Like their predecessors, Congress and the president are going to have to keep their eyes on the ultimate goal of a simpler, fairer, more competitive code. And like in 1986, there are going to be some taxpayers who see their special carve outs disappear in the service of lowering rates, broadening the tax base and even reducing the federal debt – all desirable outcomes for people across the political spectrum.
Today's tax-writing committee chairmen, Rep. David Camp, R-Mich., and Sen. Max Baucus, D-Mont., laudably began their tax reform push with listening sessions and bold approaches. Baucus proposed a "blank slate" approach of striking all of the special deductions and reductions and requiring their colleagues to justify why those deviations from the standard rates should be reinstated. Congress has a habit of creating favor-driven tax policy through so-called "tax expenditures," rightly named because of their similarity to discretionary spending, only without the oversight. Now worth as much as total discretionary spending, roughly $1.2 trillion annually, many tax expenditures have operated on autopilot for decades, with only passing discussions of their continued necessity or efficacy.
One of the largest tax expenditures is the deduction for interest paid on home mortgages, usually justified as a way to promote the goal of higher rates of homeownership. Though this single deduction will cost about $70 billion this year, there is little evidence that it actually affects ownership rates compared to countries without such a deduction.
The real estate industry will obviously fight to stop Congress from repealing the mortgage interest deduction, just as other industries will certainly defend the special deductions they enjoy. It is even possible to measure how much an industry has to lose from simplification of the tax code by the extent of their efforts to influence its outcome. The oil and gas industry, for example, has deployed a $70 million lobbying operation and formidable advertising budgets to forestall any changes to the special treatment it currently receives through specific breaks in the tax code.
One common refrain in the debate of tax reform is that Congress should not pick winners and losers in the tax code; however this is sometimes employed to argue for continued special treatment of specific industries. The federal tax code and Congress already pick winners and losers, so the first order of business should be undoing these biases in the code by eliminating the special carve outs meant to benefit specific groups of taxpayers or incentivize certain activities.
Experience has shown that once Congress enacts spending through the tax code, it is difficult — if not impossible — to stop it, no matter how frivolous the cause.

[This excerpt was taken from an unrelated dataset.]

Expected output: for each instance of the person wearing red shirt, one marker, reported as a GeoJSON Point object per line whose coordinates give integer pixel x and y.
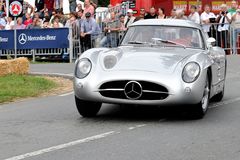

Witness the practice of so-called "tax extenders" that perpetually renews a laundry list of supposedly temporary tax reductions for things like NASCAR racetracks or Diageo's construction of a rum distillery in the Caribbean.
Congress and the president can learn from their predecessors' experience with tax reform in the 1980's: Go big and be bold. The best interests of all taxpayers will ultimately be served if the parties can find a way to push past the usual objections of the few in favor of better tax policy that maximizes fairness, simplicity, and competitiveness.
Ryan Alexander is the president of Taxpayers for Common Sense.